The PEOPLE of the State of New York, Respondent, v. Troy DILLARD, Defendant-Appellant.

Decided: February 21, 2006

TOM, J.P., MAZZARELLI, ANDRIAS, NARDELLI, MALONE, JJ. Robert S. Dean, Center for Appellate Litigation, New York (Mark W. Zeno of counsel), for appellant. Robert T. Johnson, District Attorney, Bronx (T. Charles Won of counsel), for respondent.

Judgment, Supreme Court, Bronx County (Robert L. Cohen, J., at jury trial and sentence;  John N. Byrne, J. at resentence), rendered May 17, 2001, as amended June 14, 2004, convicting defendant of manslaughter in the second degree, and sentencing him, as a second felony offender, to a term of 7 1/212 to 15 years, and order, same court (Robert L. Cohen, J.), entered October 29, 2003, which, to the extent appealed from, denied defendant's motion to vacate his conviction pursuant to CPL 440.10, unanimously affirmed.

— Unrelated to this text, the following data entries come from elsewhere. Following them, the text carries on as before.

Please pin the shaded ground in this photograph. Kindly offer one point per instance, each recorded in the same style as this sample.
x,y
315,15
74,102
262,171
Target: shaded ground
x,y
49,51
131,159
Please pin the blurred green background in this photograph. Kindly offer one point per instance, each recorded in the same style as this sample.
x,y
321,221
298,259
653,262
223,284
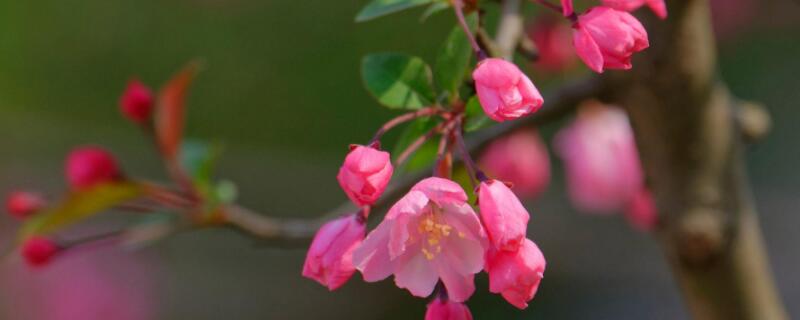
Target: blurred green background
x,y
281,90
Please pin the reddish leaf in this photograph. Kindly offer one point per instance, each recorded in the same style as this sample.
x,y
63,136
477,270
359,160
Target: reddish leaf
x,y
170,112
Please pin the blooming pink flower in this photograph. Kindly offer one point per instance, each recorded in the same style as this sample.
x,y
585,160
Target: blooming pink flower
x,y
641,211
606,38
330,258
444,309
567,8
516,274
504,91
658,6
601,161
365,173
21,204
554,43
520,158
136,102
429,234
89,166
504,217
38,251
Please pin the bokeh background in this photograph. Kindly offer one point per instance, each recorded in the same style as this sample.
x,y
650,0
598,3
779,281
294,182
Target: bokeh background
x,y
281,90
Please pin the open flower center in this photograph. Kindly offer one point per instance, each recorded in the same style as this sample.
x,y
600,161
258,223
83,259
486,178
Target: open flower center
x,y
433,230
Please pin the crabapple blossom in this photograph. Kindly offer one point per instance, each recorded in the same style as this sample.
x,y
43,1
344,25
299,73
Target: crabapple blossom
x,y
504,91
553,43
22,204
504,217
520,158
606,38
601,160
365,174
431,233
136,103
516,275
444,309
38,251
329,260
89,165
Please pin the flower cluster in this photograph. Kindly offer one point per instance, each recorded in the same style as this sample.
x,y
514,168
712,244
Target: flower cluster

 Defendant's challenges to the court's justification charge are unpreserved and we decline to review them in the interest of justice. Were we to review these claims, we would find that the charge as a whole conveyed the correct legal standards.   Contrary to defendant's position, the charge was not deficient for failing to include an instruction to the jury to determine whether defendant used ordinary or deadly physical force, because there was no reasonable view of the evidence that would have supported a finding that defendant used anything but deadly physical force (see People v. Mickens, 219 A.D.2d 543, 631 N.Y.S.2d 687 [1995], lv. denied 87 N.Y.2d 904, 641 N.Y.S.2d 234, 663 N.E.2d 1264 [1995] ).   The court also sufficiently instructed the jury to consider whether defendant's actions were a reasonable response to the actions of the victim and his friends.   Therefore, counsel's failure to object to the court's charge on the justification defense did not deprive defendant of effective assistance of counsel under either the federal or state standards (see People v. Benevento, 91 N.Y.2d 708, 713-714, 674 N.Y.S.2d 629, 697 N.E.2d 584 [1998];  see also Strickland v. Washington, 466 U.S. 668, 104 S.Ct. 2052, 80 L.Ed.2d 674 [1984] ).   Even if we were to conclude that an objection should have been made, we would find that the lack of such objection did not cause defendant any prejudice or deprive him of a fair trial.